The second model is Fulfillment, or “inclusivism.” In this model, Christianity alone possesses the fullness of truth, but other religious traditions can also include glimmers of God’s truth. Non-Christians who devote themselves fully to their tradition and who seem to live holy and grace-filled lives are considered to be “anonymous Christians.” Jesus Christ is the sole savior of the world, so if anyone is saved, they are saved by Christ, but in this model Christ can be active outside of Christianity. This model is typically espoused by Roman Catholics and mainline Protestants.
Replacement and Fulfillment are the dominant models in most Christian churches, at least in terms of their official teachings. However, two additional models are becoming more popular, especially in Roman Catholic and mainline Protestant circles.
The third model is Mutuality. In this model, all religious traditions are understood to be the product of particular cultures, each responding to the Ultimate Reality with the help of the language, concepts, customs, and worldview of their respective cultures. All religious traditions are assumed to have “rough parity” and all are assumed to be headed toward the same goal of union with Ultimate Reality. Each tradition uses different symbols for that reality and develops different doctrines, rites, texts, etc., to make sense of it, but all religious traditions share the same essence and the same goal. This means, then, that no religious tradition can claim to uniquely possess the final and ultimate truth. A common metaphor for this model is that all religions are paths up the same mountain. The goal of dialogue in this model is to develop a deeper understanding of what all religions have in common.

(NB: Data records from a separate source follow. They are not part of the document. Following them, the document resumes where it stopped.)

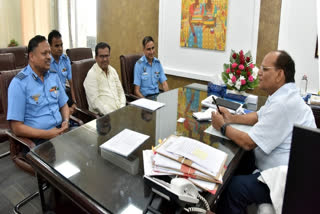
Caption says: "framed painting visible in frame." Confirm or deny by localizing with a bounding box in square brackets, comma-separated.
[180, 0, 228, 50]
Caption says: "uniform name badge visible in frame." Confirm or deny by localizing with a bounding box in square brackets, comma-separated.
[31, 94, 40, 104]
[49, 86, 59, 94]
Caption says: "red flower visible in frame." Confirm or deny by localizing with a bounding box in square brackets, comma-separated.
[232, 53, 237, 59]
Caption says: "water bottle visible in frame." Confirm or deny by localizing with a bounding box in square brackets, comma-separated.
[300, 75, 308, 97]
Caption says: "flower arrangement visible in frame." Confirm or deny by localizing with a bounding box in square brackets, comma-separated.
[222, 50, 259, 91]
[8, 39, 19, 47]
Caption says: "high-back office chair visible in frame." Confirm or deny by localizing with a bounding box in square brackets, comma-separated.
[282, 126, 320, 214]
[311, 105, 320, 128]
[66, 48, 93, 64]
[0, 46, 28, 68]
[0, 69, 35, 175]
[0, 53, 16, 159]
[120, 54, 142, 100]
[0, 53, 16, 118]
[71, 58, 99, 119]
[0, 53, 16, 71]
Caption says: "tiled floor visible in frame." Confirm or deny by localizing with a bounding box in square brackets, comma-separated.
[0, 142, 41, 214]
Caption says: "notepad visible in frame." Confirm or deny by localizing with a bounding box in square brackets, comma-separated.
[130, 98, 165, 111]
[192, 108, 216, 121]
[156, 135, 228, 179]
[204, 124, 252, 140]
[100, 129, 149, 157]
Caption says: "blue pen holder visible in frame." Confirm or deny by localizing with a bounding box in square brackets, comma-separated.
[208, 82, 227, 97]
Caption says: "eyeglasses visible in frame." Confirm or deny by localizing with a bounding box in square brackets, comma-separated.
[260, 65, 277, 72]
[98, 55, 110, 59]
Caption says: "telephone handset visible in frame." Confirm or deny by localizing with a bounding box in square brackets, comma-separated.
[144, 175, 199, 204]
[170, 178, 199, 203]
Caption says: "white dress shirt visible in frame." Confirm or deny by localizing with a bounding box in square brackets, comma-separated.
[83, 63, 126, 114]
[248, 83, 316, 171]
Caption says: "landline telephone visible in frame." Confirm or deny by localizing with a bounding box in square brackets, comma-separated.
[144, 175, 212, 213]
[144, 175, 199, 204]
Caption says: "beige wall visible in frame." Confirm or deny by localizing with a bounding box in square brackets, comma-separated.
[0, 0, 58, 48]
[97, 0, 159, 76]
[97, 0, 281, 94]
[0, 0, 22, 48]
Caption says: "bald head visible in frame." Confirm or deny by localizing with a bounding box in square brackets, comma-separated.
[258, 51, 294, 95]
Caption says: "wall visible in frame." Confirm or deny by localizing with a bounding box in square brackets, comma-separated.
[159, 0, 260, 81]
[97, 0, 281, 95]
[97, 0, 159, 76]
[0, 0, 22, 48]
[278, 0, 320, 93]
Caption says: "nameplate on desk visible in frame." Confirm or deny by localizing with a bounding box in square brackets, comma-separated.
[130, 98, 165, 111]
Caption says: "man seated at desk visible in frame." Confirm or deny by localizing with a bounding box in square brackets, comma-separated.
[133, 36, 169, 97]
[212, 51, 316, 214]
[7, 35, 69, 145]
[83, 42, 126, 114]
[48, 30, 77, 114]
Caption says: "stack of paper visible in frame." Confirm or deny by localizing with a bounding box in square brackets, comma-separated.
[201, 95, 242, 114]
[192, 108, 216, 121]
[204, 124, 252, 140]
[143, 135, 227, 194]
[310, 95, 320, 105]
[100, 129, 149, 157]
[130, 98, 165, 111]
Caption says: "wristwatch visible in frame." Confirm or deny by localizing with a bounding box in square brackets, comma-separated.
[220, 123, 230, 136]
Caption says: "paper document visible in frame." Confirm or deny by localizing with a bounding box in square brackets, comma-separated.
[130, 98, 165, 111]
[156, 135, 228, 179]
[201, 95, 242, 114]
[204, 124, 252, 140]
[153, 153, 222, 183]
[100, 129, 149, 157]
[142, 150, 172, 176]
[192, 108, 216, 121]
[166, 137, 227, 174]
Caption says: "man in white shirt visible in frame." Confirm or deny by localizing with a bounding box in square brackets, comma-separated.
[212, 51, 316, 214]
[83, 42, 126, 114]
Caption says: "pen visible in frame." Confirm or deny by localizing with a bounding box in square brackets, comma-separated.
[212, 95, 222, 114]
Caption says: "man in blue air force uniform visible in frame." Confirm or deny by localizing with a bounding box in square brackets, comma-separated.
[48, 30, 76, 114]
[133, 36, 169, 97]
[7, 35, 69, 149]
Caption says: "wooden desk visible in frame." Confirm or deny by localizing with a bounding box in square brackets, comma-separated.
[27, 84, 264, 213]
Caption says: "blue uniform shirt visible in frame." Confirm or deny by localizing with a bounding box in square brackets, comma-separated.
[133, 56, 167, 96]
[50, 54, 72, 89]
[7, 65, 68, 130]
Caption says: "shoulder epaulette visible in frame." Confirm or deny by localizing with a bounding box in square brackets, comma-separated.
[15, 72, 27, 80]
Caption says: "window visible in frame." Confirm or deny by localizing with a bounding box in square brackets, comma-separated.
[58, 0, 97, 50]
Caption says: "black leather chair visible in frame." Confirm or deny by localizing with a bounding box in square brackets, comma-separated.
[66, 48, 93, 64]
[120, 54, 143, 100]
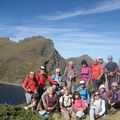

The fourth model is Acceptance. This model developed in response to the Mutuality model, which some theologians criticized for ignoring or downplaying the genuine differences between religious traditions. Acceptance theologians emphasize the differences more than the similarities: the religions are really different, and that’s a good thing! Some Acceptance theologians even suggest that there are multiple “ultimates,” multiple “absolutes,” and multiple “salvations.” Furthermore, each religious tradition can only be fully understood on its own terms, from the inside, because each religious tradition has its own thought-world and its own symbol-system that can’t be “translated” without losing something essential. The goal of dialogue in this model is to develop a richer understanding of these differences in order to make me a better Christian and you a better Muslim, Jew, Buddhist, Hindu, etc.
Each of these models has its strengths and weaknesses (as all models do), and each model tries to balance what Knitter calls the Christian “teeter-totter” of the uniqueness and particularity of Jesus Christ on the one side and the universal love of God on the other. Each model approaches the “teeter-totter” differently, and other religious traditions will try to balance their own “teeter-totters” in similarly diverse ways.
These four models invite us to think deeply and seriously about the reality of religious diversity while also trying to make sense of the truth claims of our own religious tradition in light of that diversity. For some, one of the models will strike us as doing a particularly good job of balancing that “teeter-totter,” while for others none of the models will be successful. It’s very possible that additional models are needed to help us live fruitfully and faithfully in a religiously diverse world.